Clinton's dark side emerges on golf course

FROM BEN MACINTYRE IN WASHINGTON




A STRANGE, solitary figure could be seen on the Army and Navy Country Club
golf course outside Washington on Sunday night, whacking ball after ball into
the pitch darkness as the rain poured down.
It was Bill Clinton, inadvertently offering the stark image of an
increasingly isolated and frustrated President heading towards the end of his
second term, his temper rising and his power waning.

Dusk was already gathering when he suddenly announced that he was going to
play golf, alone, and for two and a half hours he worked his way around the
sodden course, deserted save for his Secret Service detail and a handful of
damp journalists.

"He was playing in the pitch dark," one reporter said. "He was swinging and
wildly hitting balls everywhere."

Mr Clinton's obsession with golf is well known, but his eccentric solo
session has inevitably invited speculation about his state of mind in the
twilight of his presidency. "It was odd.
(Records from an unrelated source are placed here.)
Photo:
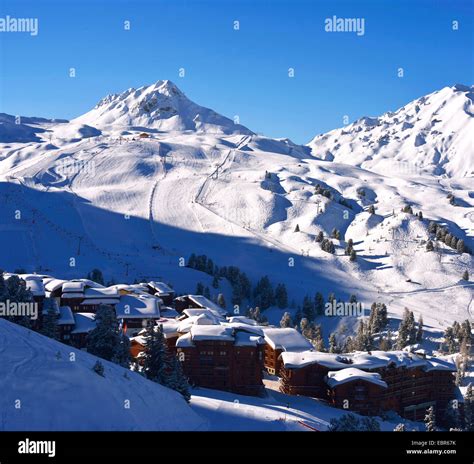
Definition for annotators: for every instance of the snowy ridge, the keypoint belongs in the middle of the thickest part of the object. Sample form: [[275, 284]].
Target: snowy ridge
[[433, 135], [160, 106], [238, 197]]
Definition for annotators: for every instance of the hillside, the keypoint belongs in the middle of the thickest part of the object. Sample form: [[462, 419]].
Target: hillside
[[93, 190], [59, 393]]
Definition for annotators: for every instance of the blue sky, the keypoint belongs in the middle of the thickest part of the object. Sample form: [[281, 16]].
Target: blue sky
[[242, 72]]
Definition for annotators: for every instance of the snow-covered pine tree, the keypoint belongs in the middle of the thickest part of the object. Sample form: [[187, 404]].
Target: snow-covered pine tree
[[430, 420], [98, 368], [333, 346], [49, 326], [419, 330], [308, 308], [469, 409], [122, 352], [319, 304], [207, 293], [281, 296], [221, 301], [199, 288], [97, 276], [176, 380], [154, 365], [286, 320], [105, 340]]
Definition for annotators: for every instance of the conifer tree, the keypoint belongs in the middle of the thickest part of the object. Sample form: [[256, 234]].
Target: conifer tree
[[333, 346], [281, 296], [319, 304], [419, 330], [221, 301], [286, 320], [49, 326], [105, 340], [430, 420]]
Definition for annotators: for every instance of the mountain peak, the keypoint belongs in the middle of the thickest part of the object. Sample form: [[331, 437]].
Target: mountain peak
[[162, 106]]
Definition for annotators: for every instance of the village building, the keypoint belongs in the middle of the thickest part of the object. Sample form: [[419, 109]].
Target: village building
[[219, 357], [414, 383], [65, 323], [163, 291], [198, 301], [84, 323], [357, 390], [278, 340], [82, 298], [137, 311]]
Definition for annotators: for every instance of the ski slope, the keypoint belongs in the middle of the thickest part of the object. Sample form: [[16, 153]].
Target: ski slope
[[199, 183], [47, 385]]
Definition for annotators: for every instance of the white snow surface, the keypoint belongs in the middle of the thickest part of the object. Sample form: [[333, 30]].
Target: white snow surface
[[59, 394], [135, 207]]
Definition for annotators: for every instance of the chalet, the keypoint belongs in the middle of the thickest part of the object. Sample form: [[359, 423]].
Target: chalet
[[413, 383], [219, 357], [163, 291], [84, 323], [80, 297], [137, 311], [66, 323], [198, 301], [278, 340], [137, 346], [357, 390]]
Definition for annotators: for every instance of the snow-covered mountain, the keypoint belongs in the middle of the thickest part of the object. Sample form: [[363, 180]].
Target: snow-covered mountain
[[93, 190], [431, 135], [57, 390], [160, 106]]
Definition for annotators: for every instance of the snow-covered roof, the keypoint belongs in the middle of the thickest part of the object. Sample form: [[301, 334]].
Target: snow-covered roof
[[191, 312], [350, 374], [242, 320], [73, 287], [184, 341], [203, 302], [66, 317], [53, 284], [137, 306], [169, 327], [35, 286], [286, 339], [211, 332], [132, 288], [139, 339], [240, 326], [362, 360], [248, 339], [101, 292], [161, 288], [84, 323], [203, 319]]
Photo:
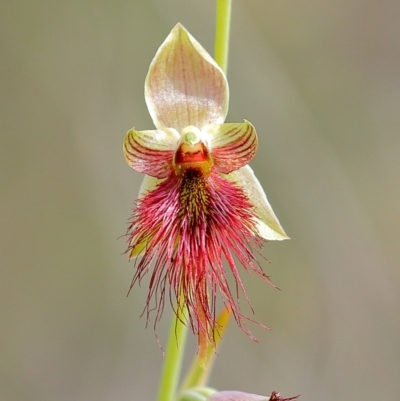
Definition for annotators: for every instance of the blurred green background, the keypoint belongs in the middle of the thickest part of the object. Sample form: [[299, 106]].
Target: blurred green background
[[320, 80]]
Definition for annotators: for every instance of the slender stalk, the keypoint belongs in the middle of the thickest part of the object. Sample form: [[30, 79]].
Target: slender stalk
[[222, 29], [178, 331], [173, 356]]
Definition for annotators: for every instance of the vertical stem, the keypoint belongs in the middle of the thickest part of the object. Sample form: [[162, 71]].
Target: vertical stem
[[178, 331], [222, 29], [173, 356]]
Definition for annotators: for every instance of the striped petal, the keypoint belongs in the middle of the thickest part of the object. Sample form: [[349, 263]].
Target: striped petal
[[184, 85], [267, 224], [148, 184], [233, 145], [151, 152]]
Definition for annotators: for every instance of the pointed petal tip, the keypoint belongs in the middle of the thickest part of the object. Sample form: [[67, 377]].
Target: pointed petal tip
[[184, 85]]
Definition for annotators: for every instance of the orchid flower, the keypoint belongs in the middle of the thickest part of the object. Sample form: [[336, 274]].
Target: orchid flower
[[200, 203]]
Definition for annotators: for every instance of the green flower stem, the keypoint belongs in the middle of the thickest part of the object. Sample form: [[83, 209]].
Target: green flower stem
[[222, 29], [178, 331], [173, 356]]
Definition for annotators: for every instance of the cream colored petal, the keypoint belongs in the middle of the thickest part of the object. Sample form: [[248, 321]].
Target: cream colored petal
[[267, 224], [151, 152], [233, 145], [184, 85], [148, 184]]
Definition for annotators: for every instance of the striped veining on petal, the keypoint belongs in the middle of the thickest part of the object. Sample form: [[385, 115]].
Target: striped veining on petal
[[150, 152], [233, 145]]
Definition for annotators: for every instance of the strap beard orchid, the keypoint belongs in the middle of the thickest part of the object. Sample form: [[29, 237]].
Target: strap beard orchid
[[200, 203]]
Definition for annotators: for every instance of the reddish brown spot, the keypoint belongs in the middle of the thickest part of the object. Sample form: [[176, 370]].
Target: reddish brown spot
[[192, 154]]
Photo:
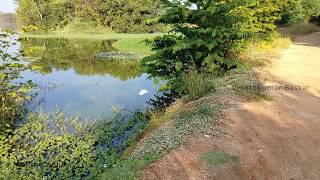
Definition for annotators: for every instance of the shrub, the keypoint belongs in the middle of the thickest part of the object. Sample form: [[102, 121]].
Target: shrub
[[14, 93]]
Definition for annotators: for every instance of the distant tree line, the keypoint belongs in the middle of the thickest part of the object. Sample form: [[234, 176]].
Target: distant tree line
[[116, 15]]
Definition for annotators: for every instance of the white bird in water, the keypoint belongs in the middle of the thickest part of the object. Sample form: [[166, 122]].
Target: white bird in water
[[143, 92]]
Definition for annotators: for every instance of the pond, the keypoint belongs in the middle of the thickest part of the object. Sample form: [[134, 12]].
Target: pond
[[74, 80]]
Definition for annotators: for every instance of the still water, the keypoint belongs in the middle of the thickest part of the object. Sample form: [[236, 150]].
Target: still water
[[74, 80]]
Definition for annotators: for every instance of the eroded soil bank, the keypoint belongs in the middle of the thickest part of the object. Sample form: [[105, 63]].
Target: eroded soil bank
[[275, 139]]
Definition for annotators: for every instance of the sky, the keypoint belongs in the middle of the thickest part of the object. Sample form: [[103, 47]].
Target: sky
[[7, 6]]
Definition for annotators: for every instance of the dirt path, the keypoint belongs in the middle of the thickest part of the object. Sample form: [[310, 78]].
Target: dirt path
[[278, 139]]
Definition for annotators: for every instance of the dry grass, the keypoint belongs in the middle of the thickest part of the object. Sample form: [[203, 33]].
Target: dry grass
[[262, 53], [299, 29]]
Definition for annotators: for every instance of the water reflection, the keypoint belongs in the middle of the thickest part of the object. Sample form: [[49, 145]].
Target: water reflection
[[79, 55], [84, 84]]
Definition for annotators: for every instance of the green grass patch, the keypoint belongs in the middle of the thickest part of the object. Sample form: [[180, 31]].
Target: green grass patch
[[301, 28], [219, 158], [134, 43], [104, 36]]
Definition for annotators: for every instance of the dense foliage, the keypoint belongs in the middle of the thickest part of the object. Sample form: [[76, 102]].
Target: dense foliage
[[119, 15], [13, 92], [52, 147], [208, 34]]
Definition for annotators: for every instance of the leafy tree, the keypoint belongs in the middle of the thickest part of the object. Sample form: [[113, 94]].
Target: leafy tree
[[129, 15], [43, 15], [208, 34]]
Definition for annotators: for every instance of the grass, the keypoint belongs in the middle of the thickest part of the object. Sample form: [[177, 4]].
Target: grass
[[261, 53], [301, 28], [104, 36], [219, 158], [134, 43], [86, 27]]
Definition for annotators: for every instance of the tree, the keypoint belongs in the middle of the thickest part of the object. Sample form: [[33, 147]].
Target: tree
[[129, 15], [208, 34]]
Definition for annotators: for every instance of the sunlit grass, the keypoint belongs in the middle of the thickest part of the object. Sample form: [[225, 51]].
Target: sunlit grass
[[134, 43]]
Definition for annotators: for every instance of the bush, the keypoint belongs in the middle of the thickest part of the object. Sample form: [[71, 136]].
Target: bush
[[208, 44], [14, 94]]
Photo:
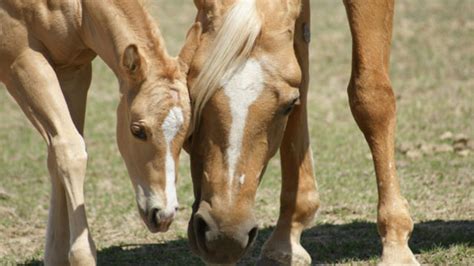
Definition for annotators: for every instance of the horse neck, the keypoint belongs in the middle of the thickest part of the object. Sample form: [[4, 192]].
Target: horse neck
[[110, 26]]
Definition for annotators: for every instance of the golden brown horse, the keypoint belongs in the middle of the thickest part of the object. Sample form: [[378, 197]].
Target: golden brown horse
[[46, 49], [248, 85]]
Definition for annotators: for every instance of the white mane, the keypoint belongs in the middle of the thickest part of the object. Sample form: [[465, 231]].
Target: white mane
[[231, 48]]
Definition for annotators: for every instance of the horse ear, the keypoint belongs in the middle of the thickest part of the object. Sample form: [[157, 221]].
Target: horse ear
[[133, 62], [193, 39]]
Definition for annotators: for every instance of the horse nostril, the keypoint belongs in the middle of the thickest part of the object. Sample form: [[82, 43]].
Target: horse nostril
[[154, 216], [200, 227], [252, 236]]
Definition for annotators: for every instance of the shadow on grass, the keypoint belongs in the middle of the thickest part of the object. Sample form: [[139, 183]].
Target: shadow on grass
[[327, 243]]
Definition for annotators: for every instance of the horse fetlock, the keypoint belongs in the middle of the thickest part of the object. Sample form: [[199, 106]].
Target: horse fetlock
[[394, 222], [306, 210], [53, 259], [397, 254], [82, 254], [277, 254]]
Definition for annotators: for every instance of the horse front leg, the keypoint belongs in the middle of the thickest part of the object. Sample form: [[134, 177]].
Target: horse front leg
[[299, 199], [372, 104], [34, 85]]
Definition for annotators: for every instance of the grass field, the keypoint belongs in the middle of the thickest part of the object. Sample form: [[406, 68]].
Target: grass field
[[433, 76]]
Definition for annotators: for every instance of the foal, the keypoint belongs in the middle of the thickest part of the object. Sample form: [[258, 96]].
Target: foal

It was strange," one White House
official was quoted as saying.

With just over a year of his last term remaining, Mr Clinton is having to
cede the political spotlight to his would-be successor, Al Gore, and to his
wife, while his ambitions for his own legacy have become bogged down in
partisan politics and bitter budget wrangling. Recently Mr Clinton has taken
to public bouts of introspection, and by his own admission the presidential
temper is starting to fray.

"Some days I wake up on the wrong side of the bed, in a foul humour," he told
an audience earlier this month. "It has occurred to me really that every one
of us has this little scale inside . . . on one side there's the light forces
and on the other side there's the dark forces in our psyche.

"Life is a big struggle to try to keep things in proper balance," he added.

Mr Clinton's darker side was on full display last week after the Senate
rejected the treaty banning nuclear tests that he had planned as the
centrepiece of his foreign policy.

Mr Clinton lambasted Republican senators for what he called their "reckless
partisanship" and "isolationism". And the Senate is not alone in feeling the
rough edge of the presidential tongue.

In the past few weeks he has been heard to lash out at his conservative
enemies, unsympathetic media and even the FBI. Earlier this month, at a White
House picnic, one reporter for Investor's Daily found himself in a slanging
match with Mr Clinton, who then gave instructions that the journalist be
banned from all such functions in the future.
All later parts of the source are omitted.